Bir diğer sorunumuzsa toplumumuzun yaşadığı aşağılık kompleksidir. Dünya üzerinde kendisini zalimce eleştiren başka bir millet daha olduğunu düşünmüyorum. Kendi ayağımızı kendimiz dolandırmaktayız. Bir şeyleri kaliteli bir şekilde üreteceğimize inanmamakta bunu başaranlarıysa zalimce eleştirmekteyiz. Ülkemizde bilim adına olan gelişmelere sürekli kendimiz engeller çıkarmaktayız. Örneğin yerli malı telefonları ithal işletim sistemi kullandığı için acımasızca eleştirmekte aynı zamanda kalitesine güvenmemekteyiz. Oysa diğer ünlü markalarda aynı işletim sistemini kullanmaktadır. İşletim sistemini üretememek teknoloji olarak düşük seviyeyi gösterir ancak üretilmemesi için birçok sebepte bulunmaktadır. O işletim sistemine özgü uygulama mağazalarının oluşturulması, o sisteme özgü uygulamaların geliştirilmesi ve bunun pazarlanması çok büyük maliyetler gerektirmektedir. Mesela Ios sisteminin kazandığı bu ayrıcalık müşterilerde bazen memnuniyetsizliğe sebep olabilmektedir. Bu konu sadece yerli marka telefonlarda değil araba, uçak yapımı gibi birçok konuda da kendisini bariz belli etmektedir. Kendi mühendislerimizin başarabileceğine inanmamaktayız. Ayrıca bu algı firmalarımıza da işlemiş bulunmaktadır. Üniversitelerde mühendislik bölümünde okuyan birçok gencimiz projelerine finansman bulamamaktadır. Bu sebeple bin bir zorluklarda üretim yaptıkları gibi nice projede kağıt üzerinde kalmaktadır. Uzay teknolojisine olan inancımızsa neredeyse yok denecek düzeydedir. Baskılar altında yapılan uydularımız çok ağır eleştirilere maruz kalmıştır. Uzay teknolojisi alanında son yıllarda faaliyet gösteren bir ülke olmamıza rağmen başarılarımızı eleştirmekte ve inancımızı kırmaktayız. İstanbul Teknik üniversitesi Rover takımı gibi birçok mühendis bölümü öğrencilerinin oluşturduğu takımlar yeterli finansal destek alamamaktadır.  

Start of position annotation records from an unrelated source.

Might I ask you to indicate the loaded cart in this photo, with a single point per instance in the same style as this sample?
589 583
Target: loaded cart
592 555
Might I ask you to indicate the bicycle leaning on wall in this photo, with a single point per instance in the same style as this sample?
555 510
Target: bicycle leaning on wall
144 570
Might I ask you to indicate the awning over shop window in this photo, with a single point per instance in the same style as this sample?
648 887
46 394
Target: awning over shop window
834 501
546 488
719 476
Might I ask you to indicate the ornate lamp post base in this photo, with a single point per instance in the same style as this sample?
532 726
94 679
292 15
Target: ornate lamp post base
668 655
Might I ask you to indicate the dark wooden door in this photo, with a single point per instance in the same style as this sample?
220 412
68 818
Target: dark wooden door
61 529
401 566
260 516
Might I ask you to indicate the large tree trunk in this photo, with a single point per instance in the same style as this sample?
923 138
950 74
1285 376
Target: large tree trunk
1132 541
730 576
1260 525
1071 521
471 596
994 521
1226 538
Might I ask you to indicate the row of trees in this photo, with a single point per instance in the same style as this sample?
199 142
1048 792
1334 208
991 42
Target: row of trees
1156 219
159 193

Ülkemizin kaderini belirleyecek olanlar farklı ülkeler değildir, bu vatan toprakları üzerinde yaşayan her bir birey bu kaderin şekillenmesinde rol oynamaktadır. Bu sebeple bilim üretmemize engel olmak yerine desteklemeli, bahçede karıncayı inceleyen çocuğumuz da, deneyler yapan çocuklarımız da boş işlerle uğraşma denerek engellenmemelidir. Unutmayalım ki yüzde doksan dokuzu astronot olmayı hayatında bir kere olsun istemiş milletimizin astronotu bulunmamaktadır…    

 
Toplam blog
: 14
: 273
Kayıt tarihi
: 20.04.17
 
 

Lisans dönemimde üç okul kulübünde aktif rol aldım. Bir kulüpte denetim kurulu üyeliğinde bulundu..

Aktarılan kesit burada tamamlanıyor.